From the nature of the case, the original home of the Indo-European languages is still a matter of much uncertainty, and many divergent views are held by scholars. During the past thirty years impressive new discoveries have come from archaeological excavations in Russia and Ukraine. Graves in the steppe area between the River Don and the Urals have yielded evidence of an Indo-European “Kurgan” culture that existed north of the Caspian Sea from the fifth through the third millennia B.C. It is especially interesting to note the characteristic flora and fauna of the area during that period, as described by Marija Gimbutas: “The Kurgan people lived in the steppe and forest-steppe zone, but in the fifth and fourth millennia the climate was warmer and damper than at present and what is now the steppe zone was more forested. Mixed forests, including oak, birch, fir, beech, elder, elm, ash, aspen, apple, cherry and willow, extended along rivers and rivulets in which such forest animals as aurochs, elk, boar, wild horse, wolf, fox, beaver, squirrel, badger, hare, and roe deer were present.” Gimbutas, who first proposed the name of the culture, believes that the Kurgan people were the original Indo-Europeans, an opinion shared by many archaeologists and linguists. Some scholars accept the descriptions by American and Soviet archaeologists of the early periods of Kurgan culture but propose different directions of migration. Although the Indo-European homeland may prove impossible to locate precisely, one can expect new evidence and new interpretations of old evidence from both linguistics and archaeology.

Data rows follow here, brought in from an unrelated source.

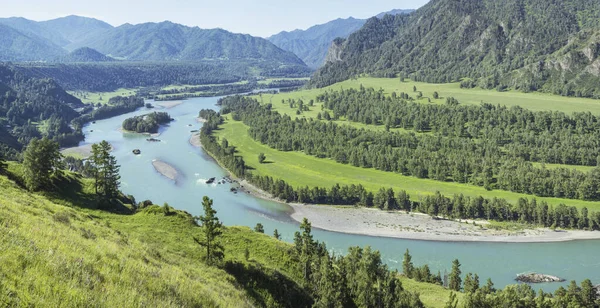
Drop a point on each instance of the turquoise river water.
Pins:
(575, 260)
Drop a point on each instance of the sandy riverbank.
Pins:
(168, 104)
(374, 222)
(80, 152)
(165, 169)
(195, 140)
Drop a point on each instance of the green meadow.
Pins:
(533, 101)
(299, 169)
(58, 250)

At present it is sufficient to observe that most of the proposed locations can be accommodated in the district east of the Germanic area stretching from central Europe to the steppes of southern Russia. The civilization that had been attained by the people of this community at the time of their dispersal was approximately that known as neolithic. Copper was, however, already in use to a limited extent. The Indo-Europeans were no longer purely nomadic but had settled homes with houses and some agriculture. Here the evidence drawn from the vocabulary must be used with caution. We must be careful not to attribute to words their modern significance. The existence of a word for plow does not necessarily indicate anything more than the most primitive kind of implement. The Indo-Europeans raised grain and wool and had learned to spin and weave. They kept cattle and had for food not only the products of their own labor but such fruit and game as have always served the needs of primitive communities. They recognized the existence of a soul, believed in gods, and had developed certain ethical ideas. Without assuming complete uniformity of achievement throughout the area covered by this linguistic group, we may believe that the cultural development attained by the Indo-European was already considerable.